I n the case of pneumocandin B0 a multitude of structurally related impurities occurring during fermentation has been described. Examples are compounds having an additional methyl function (such as pneumocandin A0, pneumocandin A-i , pneumocandin A2, pneumocandin A3, pneumocandin A4, pneumocandin A5, pneumocandin A6), compounds lacking one or two hydroxyl groups (such as pneumocandin B-i , pneumocandin B2, pneumocandin B5, pneumocandin B6, pneumocandin E0), compounds having a 4-hydroxy proline rather than a 3-hydroxy proline moiety (pneumocandin C0) or compounds having additional hydroxyl groups (such as pneumocandin D0, pneumocandin D2).

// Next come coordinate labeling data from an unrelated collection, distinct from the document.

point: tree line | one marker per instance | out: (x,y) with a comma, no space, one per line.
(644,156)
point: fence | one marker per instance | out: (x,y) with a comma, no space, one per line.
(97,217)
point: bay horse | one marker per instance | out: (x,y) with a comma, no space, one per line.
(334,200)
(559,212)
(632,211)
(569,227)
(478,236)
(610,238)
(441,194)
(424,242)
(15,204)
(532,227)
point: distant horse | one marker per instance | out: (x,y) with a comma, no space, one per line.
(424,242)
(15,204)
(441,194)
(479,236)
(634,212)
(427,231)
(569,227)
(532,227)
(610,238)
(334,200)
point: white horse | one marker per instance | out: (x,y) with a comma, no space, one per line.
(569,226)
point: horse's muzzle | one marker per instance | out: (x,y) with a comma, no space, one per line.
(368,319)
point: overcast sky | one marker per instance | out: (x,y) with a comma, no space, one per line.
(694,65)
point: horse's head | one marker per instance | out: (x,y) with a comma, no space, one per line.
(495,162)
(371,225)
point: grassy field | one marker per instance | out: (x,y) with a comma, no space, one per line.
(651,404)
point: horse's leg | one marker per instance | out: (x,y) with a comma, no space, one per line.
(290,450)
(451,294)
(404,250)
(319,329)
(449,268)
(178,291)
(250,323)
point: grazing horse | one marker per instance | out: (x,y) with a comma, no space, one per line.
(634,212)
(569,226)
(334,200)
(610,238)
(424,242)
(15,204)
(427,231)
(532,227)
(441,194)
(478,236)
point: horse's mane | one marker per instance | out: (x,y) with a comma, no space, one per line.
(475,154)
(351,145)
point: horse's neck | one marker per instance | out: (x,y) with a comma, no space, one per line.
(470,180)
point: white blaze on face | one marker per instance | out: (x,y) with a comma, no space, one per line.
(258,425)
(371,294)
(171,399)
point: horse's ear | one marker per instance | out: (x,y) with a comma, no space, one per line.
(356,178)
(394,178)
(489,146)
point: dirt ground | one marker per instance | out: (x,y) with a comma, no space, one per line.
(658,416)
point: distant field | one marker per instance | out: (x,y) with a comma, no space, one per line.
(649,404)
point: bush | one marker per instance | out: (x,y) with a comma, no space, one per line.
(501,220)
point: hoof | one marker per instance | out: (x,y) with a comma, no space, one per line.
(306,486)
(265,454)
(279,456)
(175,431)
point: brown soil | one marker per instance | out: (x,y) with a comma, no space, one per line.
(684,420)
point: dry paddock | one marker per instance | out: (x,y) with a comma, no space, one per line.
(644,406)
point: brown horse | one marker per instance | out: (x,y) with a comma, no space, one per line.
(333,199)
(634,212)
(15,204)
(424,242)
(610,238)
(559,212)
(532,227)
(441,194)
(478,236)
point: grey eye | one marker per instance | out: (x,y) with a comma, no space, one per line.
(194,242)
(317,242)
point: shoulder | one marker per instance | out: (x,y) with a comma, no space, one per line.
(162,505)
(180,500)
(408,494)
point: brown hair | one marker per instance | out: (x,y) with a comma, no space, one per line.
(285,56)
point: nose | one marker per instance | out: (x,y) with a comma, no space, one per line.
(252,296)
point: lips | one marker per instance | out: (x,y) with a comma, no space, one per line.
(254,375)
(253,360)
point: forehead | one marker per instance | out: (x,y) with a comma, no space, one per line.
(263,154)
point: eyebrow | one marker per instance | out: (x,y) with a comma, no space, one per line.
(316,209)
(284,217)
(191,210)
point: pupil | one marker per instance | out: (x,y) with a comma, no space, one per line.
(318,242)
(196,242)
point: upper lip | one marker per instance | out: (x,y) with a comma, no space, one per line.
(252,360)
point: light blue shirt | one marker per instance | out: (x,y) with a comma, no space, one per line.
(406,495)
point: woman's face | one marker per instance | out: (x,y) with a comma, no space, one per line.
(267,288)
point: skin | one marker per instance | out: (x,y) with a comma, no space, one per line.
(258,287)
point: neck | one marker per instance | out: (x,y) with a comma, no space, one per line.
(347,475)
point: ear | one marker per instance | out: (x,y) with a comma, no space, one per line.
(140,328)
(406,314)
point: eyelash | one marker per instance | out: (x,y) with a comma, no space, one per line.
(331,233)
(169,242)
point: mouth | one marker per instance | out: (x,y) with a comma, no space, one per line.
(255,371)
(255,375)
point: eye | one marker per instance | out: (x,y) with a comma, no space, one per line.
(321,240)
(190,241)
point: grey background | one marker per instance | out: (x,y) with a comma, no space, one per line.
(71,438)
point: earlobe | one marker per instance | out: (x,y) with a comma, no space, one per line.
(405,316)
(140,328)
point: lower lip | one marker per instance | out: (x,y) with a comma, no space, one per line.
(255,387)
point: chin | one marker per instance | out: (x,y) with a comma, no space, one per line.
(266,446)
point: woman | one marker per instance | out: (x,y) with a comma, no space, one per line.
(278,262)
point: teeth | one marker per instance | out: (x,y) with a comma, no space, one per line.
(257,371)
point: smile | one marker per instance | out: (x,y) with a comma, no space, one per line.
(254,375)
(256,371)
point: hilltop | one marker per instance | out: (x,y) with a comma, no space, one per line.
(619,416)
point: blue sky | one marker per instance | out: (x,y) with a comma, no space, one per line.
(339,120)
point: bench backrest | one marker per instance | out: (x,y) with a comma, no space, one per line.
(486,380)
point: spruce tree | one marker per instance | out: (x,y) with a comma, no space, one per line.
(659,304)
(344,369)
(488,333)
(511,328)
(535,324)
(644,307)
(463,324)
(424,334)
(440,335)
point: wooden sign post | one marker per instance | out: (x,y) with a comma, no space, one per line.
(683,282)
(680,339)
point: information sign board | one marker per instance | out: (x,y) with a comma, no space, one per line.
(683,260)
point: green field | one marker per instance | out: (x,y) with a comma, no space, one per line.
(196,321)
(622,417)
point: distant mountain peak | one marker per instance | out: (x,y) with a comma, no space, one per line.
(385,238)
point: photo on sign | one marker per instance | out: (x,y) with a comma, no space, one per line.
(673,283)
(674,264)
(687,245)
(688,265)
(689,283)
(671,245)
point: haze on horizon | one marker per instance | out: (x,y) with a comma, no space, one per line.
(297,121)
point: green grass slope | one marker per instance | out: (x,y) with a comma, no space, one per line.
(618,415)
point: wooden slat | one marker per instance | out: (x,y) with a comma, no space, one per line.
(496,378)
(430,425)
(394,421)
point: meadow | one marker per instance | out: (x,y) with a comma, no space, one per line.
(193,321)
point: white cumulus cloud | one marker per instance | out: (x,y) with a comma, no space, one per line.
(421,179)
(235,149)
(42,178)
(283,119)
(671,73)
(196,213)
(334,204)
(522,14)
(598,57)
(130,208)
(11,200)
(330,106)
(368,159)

Improvement of the fermentation process is the subject of WO 00/08197, which document addresses increase in the production titer of pneumocandin B0, but also reduction of the formation of unwanted structurally related impurities. Notably favorable results where achieved by supplementing the amino acids arginine, glutamine, hydroxyproline, ornithine, proline or threonine and the trace elements boron, calcium, cobalt, copper, iron, manganese, molybdenum, nickel and zinc. Despite the above improvements, still efforts are required to further optimize the productivity of the process and/or the quality (notably the purity) of the product. For instance, minimizing the pneumocandin C0 impurity is the subject of US 2009/0291996 advocating to purify crude pneumocandin B0 by chromatography followed by crystallization from a solvent- antisolvent mixture. Given the very high similarity between desired structure and impurity, not only in terms of the many different chemical reactive sites present in both molecules, but also in terms of charge, hydrophilicity and molecular weight, such a separation is laborious, time consuming and usually has a significant negative effect on the recovery yield of the desired product. Hence, there remains a need to further improve the pneumocandin B0 fermentation process, either in terms of productivity of the desired product or in terms of reduction of undesired side products or both. Given the limited knowledge available on the mechanism of these highly complex natural processes combined with the endless permutations that could be envisaged in process development studies, such process improvements are difficult to predict and require inventive breakthroughs.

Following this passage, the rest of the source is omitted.